Elbette bu durağan piyasada Türkiye ne olacak?

Türkiye ekonomi ve faiz ile başa çıkma konusunda olumsuz bir yol çizerek faizleri azaltma politikasına yöneldi. Bu politika da kamu bankaları faizi karşılasa da özel bankalar bu durumu karşılayamadı. Kredi kullanacak iş ve sanayi insanı da düşük faizle değil aksine daha yüksek bir faiz ile karşılaştığını gördü. Baktığımız vakit Enflasyon Türkiye için yüksek rakamlara ulaşsa da aslında potansiyel büyümeyi artıramazsak eğer bizlere enflasyon olarak geri dönüyor bunun farkındayız.  Elbette Türkiye’nin büyüme rakamları bu ay için olumlu olsa da düzenli büyümeyi sağlamak için öncelikle faizler ile başa çıkmalıyız.
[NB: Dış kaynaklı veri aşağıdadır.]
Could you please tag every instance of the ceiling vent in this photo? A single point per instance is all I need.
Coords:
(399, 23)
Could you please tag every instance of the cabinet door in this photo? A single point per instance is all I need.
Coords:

Olumlu olarak Türkiye konumu ve komşuları ile iş birliği içerisinde bulunduğundan ihracat verileri son zamanlarda artış gösterebilir çünkü; Erdoğan, komşusu Rusya ile yakınlaşarak aslında doğalgaz konusunda sıkıntı yaşamak istemiyor. Ve Putin’de cümlesinde belirterek ‘Türkiye için büyük bir gaz merkezi kurabiliriz’ diye belirterek ekonomik anlamda strateji bakımından mantıklı adımlar attığımızı söyleyebilirim.